Es gibt einen Aspekt beim Erlernen der Feinheiten der Arbeit mit Verhaltensforschung, der sich unmöglich rationalisieren und optimieren lässt, und das ist die Datenanalyse. Zumindest der Teil der Datenanalyse, bei dem man sich die Daten ansieht und sagt: „Das ist signifikant, und das ist nicht signifikant“, kann ohne entsprechende langjährige Erfahrung mit Daten sowohl entmutigend als auch schwer zu entschlüsseln sein. Kurz gesagt: Das Erlernen der Analyse, Interpretation und Extrapolation von Daten ist zu einem großen Teil eine Frage der Erfahrung. 

Erkenntnisse und Ergebnisse

Die Studie lieferte zahlreiche wertvolle Erkenntnisse sowie einige vielversprechende Ansätze für die zukünftige Weiterentwicklung. Die Plattform „iMotions Online“ erwies sich als unschätzbares Hilfsmittel für das praxisorientierte Lernen. Dank ihrer benutzerfreundlichen Oberfläche und der darauf abgestimmten Lernmaterialien konnten die Studierenden die Technologie schnell erlernen und anwenden, um ihre Studienarbeit bestmöglich durchzuführen.

iMotions Online – VIA University College

Der praxisorientierte Ansatz des Projekts förderte das Engagement der Studierenden und vertiefte ihr Verständnis für datengestützte Entscheidungsfindung im Marketing. Nach Abschluss des Workshops gab Tine Juhl Wade ihre Einschätzung zu iMotions Online ab, und sie entsprach genau unseren Erwartungen:

„…das Tool eignet sich hervorragend für praxisorientierte Kurse, in denen die Studierenden einen Crashkurs benötigen, bei dem sie im Mittelpunkt stehen, d. h. aktiv mitwirken. Das heißt, einen Kurs, bei dem man (als Lehrkraft) nicht einfach an der Tafel steht und eine Menge Dinge erzählt, jede Menge Folien zeigt und so weiter, um dann mit einer schicken Eye-Tracking-Brille anzugeben. Wenn es ein Crashkurs ist, bei dem sie selbst mitmachen müssen, dann finde ich es absolut genial, weil sie schnell loslegen können, schnell Daten zur Auswertung haben und dann weitermachen können (zum nächsten Projekt).“

Tine Juhl Wade, Laborleiterin

Darüber hinaus unterstrich die Studie die Bedeutung anpassungsfähiger Lehrmethoden im digitalen Zeitalter. Tine Juhl Wades Erstellung maßgeschneiderter Video-Tutorials und Anleitungen, die auf unterschiedliche Lernstile zugeschnitten waren, stellte sicher, dass auch Studierende mit technischen Schwierigkeiten in ihrem eigenen Tempo vorankommen konnten.

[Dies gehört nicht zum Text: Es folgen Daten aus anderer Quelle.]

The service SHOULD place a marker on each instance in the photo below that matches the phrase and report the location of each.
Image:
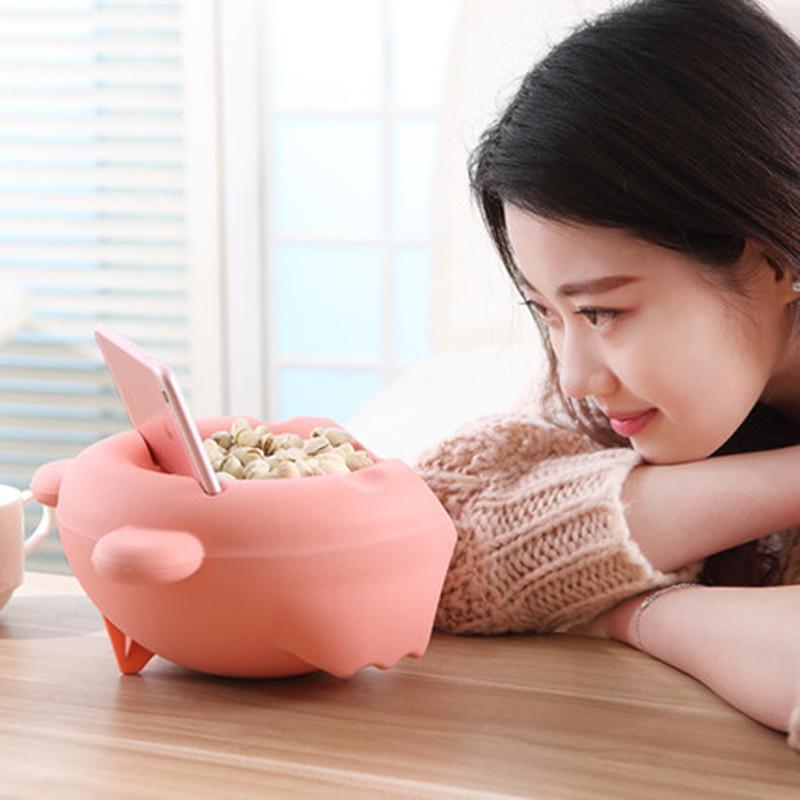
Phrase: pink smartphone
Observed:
(156, 408)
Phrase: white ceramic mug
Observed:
(13, 544)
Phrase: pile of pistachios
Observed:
(246, 453)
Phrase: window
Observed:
(243, 188)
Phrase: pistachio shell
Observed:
(358, 460)
(336, 436)
(247, 454)
(287, 469)
(223, 439)
(239, 424)
(233, 466)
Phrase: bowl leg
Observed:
(131, 656)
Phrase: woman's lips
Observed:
(632, 425)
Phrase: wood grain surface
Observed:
(481, 717)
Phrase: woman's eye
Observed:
(592, 314)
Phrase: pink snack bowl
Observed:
(269, 578)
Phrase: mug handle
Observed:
(42, 529)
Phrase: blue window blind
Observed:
(92, 218)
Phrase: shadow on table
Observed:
(49, 617)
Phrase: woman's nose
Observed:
(583, 374)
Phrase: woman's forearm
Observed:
(741, 642)
(680, 513)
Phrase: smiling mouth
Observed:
(630, 426)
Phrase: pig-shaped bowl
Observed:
(269, 578)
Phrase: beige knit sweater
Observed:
(543, 544)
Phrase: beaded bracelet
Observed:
(648, 600)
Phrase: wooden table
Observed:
(509, 716)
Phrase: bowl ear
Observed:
(46, 481)
(134, 554)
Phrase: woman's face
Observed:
(672, 343)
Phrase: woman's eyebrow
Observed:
(594, 286)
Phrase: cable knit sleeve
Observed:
(543, 544)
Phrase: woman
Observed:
(643, 190)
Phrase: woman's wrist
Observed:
(627, 621)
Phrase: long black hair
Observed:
(676, 121)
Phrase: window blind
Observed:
(92, 218)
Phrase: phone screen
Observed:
(153, 400)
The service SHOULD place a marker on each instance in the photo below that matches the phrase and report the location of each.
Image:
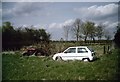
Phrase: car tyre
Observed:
(58, 58)
(86, 59)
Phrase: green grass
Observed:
(15, 67)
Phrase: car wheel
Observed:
(25, 54)
(58, 58)
(86, 59)
(38, 54)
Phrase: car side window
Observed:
(82, 50)
(71, 50)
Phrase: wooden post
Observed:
(104, 50)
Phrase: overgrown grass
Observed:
(44, 68)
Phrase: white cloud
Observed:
(98, 12)
(60, 25)
(60, 0)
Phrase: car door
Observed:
(69, 54)
(81, 53)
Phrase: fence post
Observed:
(104, 50)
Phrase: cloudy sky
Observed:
(52, 16)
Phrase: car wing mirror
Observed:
(65, 52)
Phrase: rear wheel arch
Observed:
(84, 59)
(58, 58)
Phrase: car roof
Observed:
(78, 47)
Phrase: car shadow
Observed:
(96, 59)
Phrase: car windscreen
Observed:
(90, 49)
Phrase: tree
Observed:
(117, 36)
(88, 30)
(107, 35)
(66, 31)
(76, 29)
(99, 31)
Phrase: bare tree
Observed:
(99, 31)
(76, 29)
(107, 35)
(88, 30)
(66, 29)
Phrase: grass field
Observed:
(15, 67)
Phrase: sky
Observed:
(52, 16)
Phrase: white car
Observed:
(76, 53)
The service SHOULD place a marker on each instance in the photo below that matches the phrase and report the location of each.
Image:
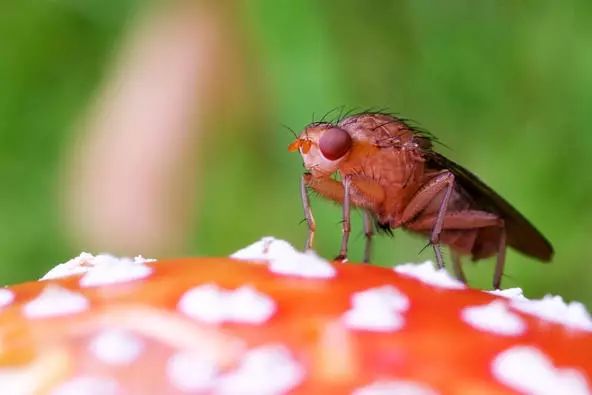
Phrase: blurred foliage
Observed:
(506, 85)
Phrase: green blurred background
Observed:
(506, 85)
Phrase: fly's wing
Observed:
(520, 233)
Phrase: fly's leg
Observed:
(435, 239)
(368, 232)
(500, 260)
(345, 224)
(457, 267)
(443, 181)
(307, 214)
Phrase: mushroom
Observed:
(273, 320)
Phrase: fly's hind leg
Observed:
(501, 259)
(368, 232)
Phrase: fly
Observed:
(390, 171)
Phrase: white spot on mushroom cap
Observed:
(527, 369)
(88, 385)
(509, 293)
(377, 309)
(426, 273)
(6, 297)
(395, 387)
(86, 262)
(189, 371)
(553, 308)
(282, 258)
(307, 264)
(211, 304)
(116, 346)
(494, 317)
(550, 308)
(110, 270)
(267, 248)
(55, 301)
(268, 369)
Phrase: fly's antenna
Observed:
(349, 112)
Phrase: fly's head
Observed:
(323, 147)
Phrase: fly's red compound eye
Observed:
(334, 143)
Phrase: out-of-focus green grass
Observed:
(506, 85)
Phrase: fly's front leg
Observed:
(307, 213)
(368, 232)
(345, 224)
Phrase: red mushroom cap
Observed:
(272, 320)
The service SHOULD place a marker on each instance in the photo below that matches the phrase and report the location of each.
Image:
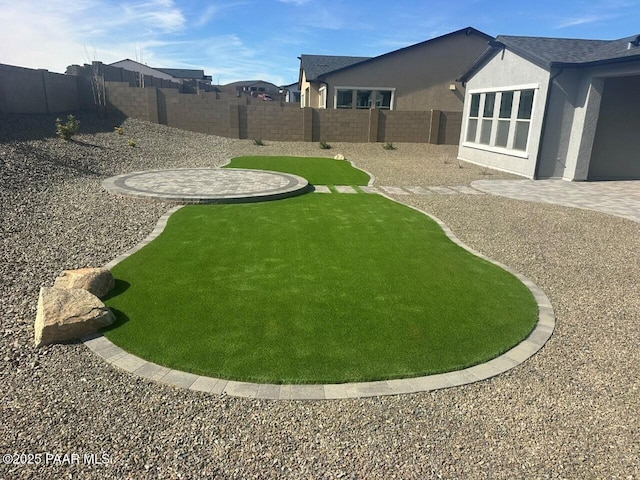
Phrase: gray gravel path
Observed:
(569, 412)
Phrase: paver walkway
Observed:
(615, 198)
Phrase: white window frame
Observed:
(322, 97)
(354, 93)
(495, 119)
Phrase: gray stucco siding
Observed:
(420, 75)
(507, 71)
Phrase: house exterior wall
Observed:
(507, 71)
(615, 154)
(420, 75)
(576, 134)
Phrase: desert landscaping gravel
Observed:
(571, 411)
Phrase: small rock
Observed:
(68, 313)
(98, 281)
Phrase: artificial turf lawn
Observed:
(314, 289)
(317, 171)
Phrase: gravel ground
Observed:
(568, 412)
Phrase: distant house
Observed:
(253, 88)
(176, 75)
(417, 77)
(555, 108)
(187, 74)
(291, 93)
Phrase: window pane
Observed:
(383, 100)
(485, 132)
(489, 102)
(526, 103)
(364, 99)
(505, 104)
(345, 98)
(522, 132)
(475, 105)
(472, 128)
(502, 135)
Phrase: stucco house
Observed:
(554, 108)
(175, 75)
(415, 78)
(252, 88)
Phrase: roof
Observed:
(249, 83)
(315, 66)
(561, 52)
(466, 31)
(182, 72)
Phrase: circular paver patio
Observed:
(208, 185)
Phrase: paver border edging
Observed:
(543, 330)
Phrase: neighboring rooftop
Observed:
(184, 73)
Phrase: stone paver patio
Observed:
(208, 185)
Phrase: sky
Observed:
(262, 39)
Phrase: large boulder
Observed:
(98, 281)
(66, 314)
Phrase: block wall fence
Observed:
(28, 91)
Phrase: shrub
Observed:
(67, 129)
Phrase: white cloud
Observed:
(294, 2)
(59, 33)
(572, 22)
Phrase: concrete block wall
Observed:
(450, 127)
(404, 126)
(272, 121)
(340, 125)
(24, 90)
(203, 113)
(132, 102)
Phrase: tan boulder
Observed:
(98, 281)
(68, 313)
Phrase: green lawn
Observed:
(317, 171)
(314, 289)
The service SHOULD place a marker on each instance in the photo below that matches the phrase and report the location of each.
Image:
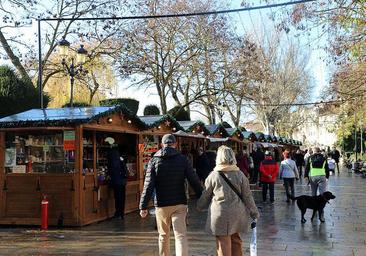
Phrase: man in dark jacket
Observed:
(317, 171)
(117, 171)
(166, 174)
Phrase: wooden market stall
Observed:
(236, 139)
(61, 153)
(194, 137)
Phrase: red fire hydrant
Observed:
(44, 213)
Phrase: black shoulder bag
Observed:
(231, 186)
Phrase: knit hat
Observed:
(168, 139)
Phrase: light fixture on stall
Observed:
(72, 69)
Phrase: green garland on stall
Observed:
(198, 123)
(165, 118)
(68, 122)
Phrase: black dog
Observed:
(317, 203)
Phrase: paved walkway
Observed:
(279, 230)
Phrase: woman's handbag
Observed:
(231, 186)
(253, 239)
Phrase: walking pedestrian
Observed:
(117, 171)
(317, 171)
(166, 174)
(269, 171)
(289, 172)
(242, 162)
(299, 159)
(202, 165)
(336, 155)
(228, 196)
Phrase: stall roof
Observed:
(192, 125)
(218, 139)
(268, 138)
(213, 128)
(187, 134)
(242, 128)
(235, 131)
(260, 136)
(274, 138)
(64, 116)
(249, 135)
(267, 144)
(155, 121)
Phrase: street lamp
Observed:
(72, 69)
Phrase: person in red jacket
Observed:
(269, 170)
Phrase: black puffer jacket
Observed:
(166, 174)
(318, 161)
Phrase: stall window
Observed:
(127, 146)
(44, 152)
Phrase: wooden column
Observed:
(2, 173)
(79, 198)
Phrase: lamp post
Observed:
(221, 110)
(74, 68)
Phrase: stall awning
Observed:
(218, 139)
(267, 145)
(192, 135)
(65, 116)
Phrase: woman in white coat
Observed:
(228, 215)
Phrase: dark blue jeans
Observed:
(265, 186)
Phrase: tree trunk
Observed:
(13, 58)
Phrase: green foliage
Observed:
(77, 105)
(151, 110)
(16, 94)
(131, 104)
(179, 113)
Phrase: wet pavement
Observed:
(280, 231)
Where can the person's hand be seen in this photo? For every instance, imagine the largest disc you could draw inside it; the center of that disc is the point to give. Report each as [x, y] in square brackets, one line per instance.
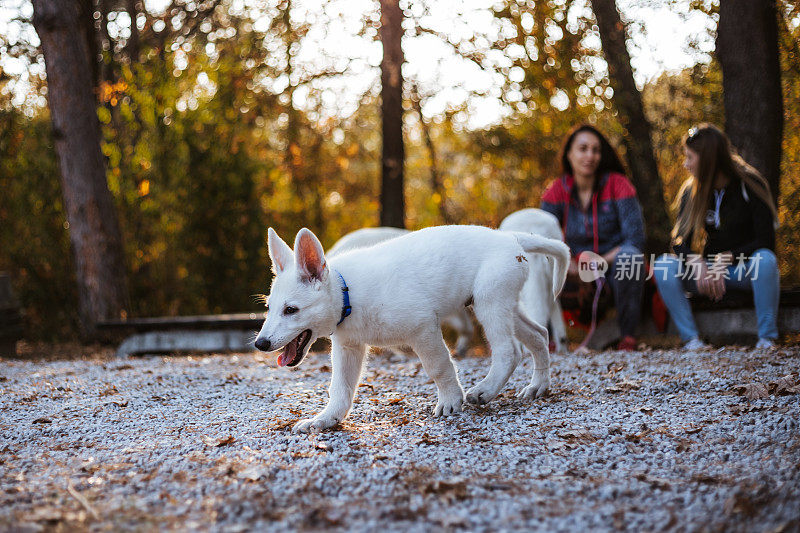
[708, 283]
[717, 288]
[702, 278]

Ein Beweis für ihre Wirksamkeit ist, dass ein Schüler, der den Kurs von zu Hause aus absolvierte, den Workshop dank der Kombination aus der intuitiven Benutzeroberfläche von iMotions Online und den maßgeschneiderten Lernmaterialien problemlos absolvieren konnte und dabei nur sehr wenig Unterstützung durch den Lehrer benötigte.

Zukünftige Ausrichtung von iMotions Online

Angesichts des Erfolgs der Studie sieht Tine Juhl Wade breitere Anwendungsmöglichkeiten für iMotions Online im Bildungsbereich, von der Sekundarstufe bis zur Hochschule. Sie erklärt, dass die Einfachheit und die Praxisnähe der Plattform als entscheidende Faktoren für ihre Wirksamkeit als Lehrmittel hervorgehoben wurden, die sich problemlos auch auf jüngere Schüler übertragen lassen. Darüber hinaus regte die Studie Überlegungen zur Erstellung eines Schülerhandbuchs an, das bei der Interpretation der Daten helfen soll, und zeigte damit einen Weg auf, wie die Lernerfahrung verbessert werden kann.

Fazit

Die iMotions Online-Fallstudie am VIA University College veranschaulicht das Potenzial der Integration digitaler Tools in die Lehre. Durch eine Mischung aus praktischen Übungen, personalisierten Unterrichtsmaterialien und einem Fokus auf die praktische Anwendung wurden die Studierenden in die Lage versetzt, sich aktiv mit Neuromarketing-Konzepten auseinanderzusetzen und wertvolle Einblicke in die datenanalytische Seite des Marketings zu gewinnen. Dieser Plattformtest demonstriert nicht nur den innovativen Einsatz von iMotions Online, sondern dient auch als Blaupause für zukünftige Bildungsinitiativen, die darauf abzielen, die Kluft zwischen Theorie und Praxis im digitalen Zeitalter zu überbrücken.